Meal Plan with Healthy Pancake Recipe
Pairing pancakes with either bacon, eggs, or sausages may sound delicious and enticing. But they’re not the healthiest combination, and we’re aiming for a more nutritious breakfast.
We would recommend serving your pancakes with some sort of fresh juice. You can go with plain old sugar-free orange juice, or try our carrot orange pineapple juice.
This refreshing, citrusy drink is a quick pick-me-up to make you feel better in the morning. And along with the pancakes, it can give you enough energy for the whole day.
Now that sounds like a healthy breakfast to me.

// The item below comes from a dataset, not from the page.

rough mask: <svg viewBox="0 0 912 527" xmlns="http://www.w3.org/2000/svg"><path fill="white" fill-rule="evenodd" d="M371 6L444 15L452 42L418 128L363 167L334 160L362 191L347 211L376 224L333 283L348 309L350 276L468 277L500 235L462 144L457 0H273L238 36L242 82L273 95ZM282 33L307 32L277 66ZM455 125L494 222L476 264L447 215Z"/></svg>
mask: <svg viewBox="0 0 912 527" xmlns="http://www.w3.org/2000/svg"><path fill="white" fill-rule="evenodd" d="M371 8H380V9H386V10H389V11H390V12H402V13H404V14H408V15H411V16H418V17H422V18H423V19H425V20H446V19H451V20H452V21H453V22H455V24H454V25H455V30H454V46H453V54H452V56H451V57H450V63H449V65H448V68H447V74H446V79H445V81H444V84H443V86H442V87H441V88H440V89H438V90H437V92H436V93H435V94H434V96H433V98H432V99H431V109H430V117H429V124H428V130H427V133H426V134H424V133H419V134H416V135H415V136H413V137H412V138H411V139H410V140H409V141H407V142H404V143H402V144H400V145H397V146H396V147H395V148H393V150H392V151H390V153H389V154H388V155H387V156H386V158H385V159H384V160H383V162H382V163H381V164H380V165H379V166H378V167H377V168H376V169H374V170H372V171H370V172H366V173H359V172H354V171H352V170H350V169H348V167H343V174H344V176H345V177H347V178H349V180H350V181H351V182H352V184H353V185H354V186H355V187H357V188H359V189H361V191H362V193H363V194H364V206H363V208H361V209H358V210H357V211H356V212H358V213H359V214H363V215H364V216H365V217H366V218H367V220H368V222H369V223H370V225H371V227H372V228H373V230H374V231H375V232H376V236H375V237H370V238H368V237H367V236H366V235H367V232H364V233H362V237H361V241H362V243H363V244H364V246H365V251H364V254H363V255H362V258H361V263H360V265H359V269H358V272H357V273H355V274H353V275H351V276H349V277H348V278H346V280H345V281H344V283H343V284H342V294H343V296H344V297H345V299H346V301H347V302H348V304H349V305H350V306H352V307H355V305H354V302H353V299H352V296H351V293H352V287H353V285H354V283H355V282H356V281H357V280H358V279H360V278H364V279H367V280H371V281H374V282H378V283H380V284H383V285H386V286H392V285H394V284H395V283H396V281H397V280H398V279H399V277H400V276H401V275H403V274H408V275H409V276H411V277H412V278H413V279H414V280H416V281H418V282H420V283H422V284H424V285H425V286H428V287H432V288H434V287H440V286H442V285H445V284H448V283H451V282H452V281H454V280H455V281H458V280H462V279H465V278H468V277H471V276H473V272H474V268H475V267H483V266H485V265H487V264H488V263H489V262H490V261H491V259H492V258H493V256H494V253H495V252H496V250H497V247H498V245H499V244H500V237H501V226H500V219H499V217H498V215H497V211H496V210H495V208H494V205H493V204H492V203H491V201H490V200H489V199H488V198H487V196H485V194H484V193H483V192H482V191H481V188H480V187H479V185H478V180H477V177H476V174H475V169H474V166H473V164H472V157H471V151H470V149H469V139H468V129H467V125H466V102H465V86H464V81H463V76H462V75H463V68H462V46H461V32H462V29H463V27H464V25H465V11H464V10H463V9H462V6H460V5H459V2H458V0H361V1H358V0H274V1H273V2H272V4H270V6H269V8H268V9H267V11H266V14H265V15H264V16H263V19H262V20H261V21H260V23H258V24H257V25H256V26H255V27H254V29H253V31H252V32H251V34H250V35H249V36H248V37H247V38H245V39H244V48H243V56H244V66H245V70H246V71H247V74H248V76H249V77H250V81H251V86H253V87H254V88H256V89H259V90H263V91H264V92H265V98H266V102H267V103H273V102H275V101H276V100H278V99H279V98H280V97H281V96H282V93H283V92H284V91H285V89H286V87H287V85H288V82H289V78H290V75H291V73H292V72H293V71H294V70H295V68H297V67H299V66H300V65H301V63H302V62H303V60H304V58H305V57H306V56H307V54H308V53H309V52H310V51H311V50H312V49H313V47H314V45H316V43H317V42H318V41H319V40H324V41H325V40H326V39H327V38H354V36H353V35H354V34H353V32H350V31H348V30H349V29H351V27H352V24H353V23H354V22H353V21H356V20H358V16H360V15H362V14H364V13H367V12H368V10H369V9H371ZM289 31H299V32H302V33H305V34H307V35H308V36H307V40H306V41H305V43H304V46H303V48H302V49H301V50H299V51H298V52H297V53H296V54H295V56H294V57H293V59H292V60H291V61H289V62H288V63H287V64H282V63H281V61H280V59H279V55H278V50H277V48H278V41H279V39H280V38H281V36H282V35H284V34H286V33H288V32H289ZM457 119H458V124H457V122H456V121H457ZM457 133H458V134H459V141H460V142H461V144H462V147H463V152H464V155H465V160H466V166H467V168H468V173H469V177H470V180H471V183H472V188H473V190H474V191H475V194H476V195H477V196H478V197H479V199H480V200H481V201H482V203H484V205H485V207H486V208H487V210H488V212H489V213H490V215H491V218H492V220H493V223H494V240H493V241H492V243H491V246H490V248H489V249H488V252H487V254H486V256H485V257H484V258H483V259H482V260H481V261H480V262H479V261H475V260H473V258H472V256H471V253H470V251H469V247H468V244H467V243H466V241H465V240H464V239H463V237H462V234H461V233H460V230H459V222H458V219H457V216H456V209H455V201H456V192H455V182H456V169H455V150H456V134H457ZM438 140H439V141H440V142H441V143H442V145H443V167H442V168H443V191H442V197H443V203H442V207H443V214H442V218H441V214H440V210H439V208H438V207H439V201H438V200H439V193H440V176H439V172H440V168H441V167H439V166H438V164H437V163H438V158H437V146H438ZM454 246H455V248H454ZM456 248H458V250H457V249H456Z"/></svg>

|Pancake||Breakfast||504||7.6 g||472 mg|
|Carrot Orange Pineapple Juice||Beverage||90||0.0 g||42 mg|
|Total||594||7.6 g||514 mg|
Looking for savory cakes to spice up your breakfast routine? Try these simple and quick shrimp cakes that are crispy, chewy, and the ultimate side dish!
Healthy Pancake Recipe
- 2 cups all-purpose flour
- 1/4 tsp salt
- 3/4 tsp baking powder
- 3/4 tsp baking soda
- 2 cups whole milk
- 2 tbsp sugar
- 2 medium eggs egg whites and yolks separated
- 2 1/2 tbsp unsalted butter melted, divided
- 4 tbsp maple syrup
- 6 oz blueberries
- 2 oz strawberries stems removed, quartered
- In a large bowl, sift together flour, salt, baking powder, and baking soda. Set aside.
- In another bowl, combine whole milk, sugar, 2 egg yolks, and 2 tbsp melted butter. Whisk until the sugar is dissolved.
- Add the milk mixture to the flour. Mix with a spatula until just combined (there should be lumps of flour left.) Set aside.
- In a deep, clean bowl, add 2 egg whites and start beating on low speed for 3 minutes with a hand mixer, then increase to high speed and continue for another 2 minutes. The egg whites should reach the soft peak stage.
- Add the egg whites to the batter. Gently fold the egg whites into the batter until fully combined. There should be no visible streaks of egg whites.
- Heat a nonstick griddle or frying pan over medium heat. Using the remaining 1/2 tbsp melted butter, brush a thin layer of butter onto the pan. With a ladle or measuring cup, scoop the pancake batter and pour it into the center of the frying pan (you should hear a gentle sizzle). Cook for 2 to 3 minutes on each side. Repeat with the remaining batter (we used a 1/3 measuring cup and made 12 pancakes in total.)
- To serve: place a stack of 3 pancakes on a warm plate, garnish with strawberries, blueberries, and a drizzle of maple syrup.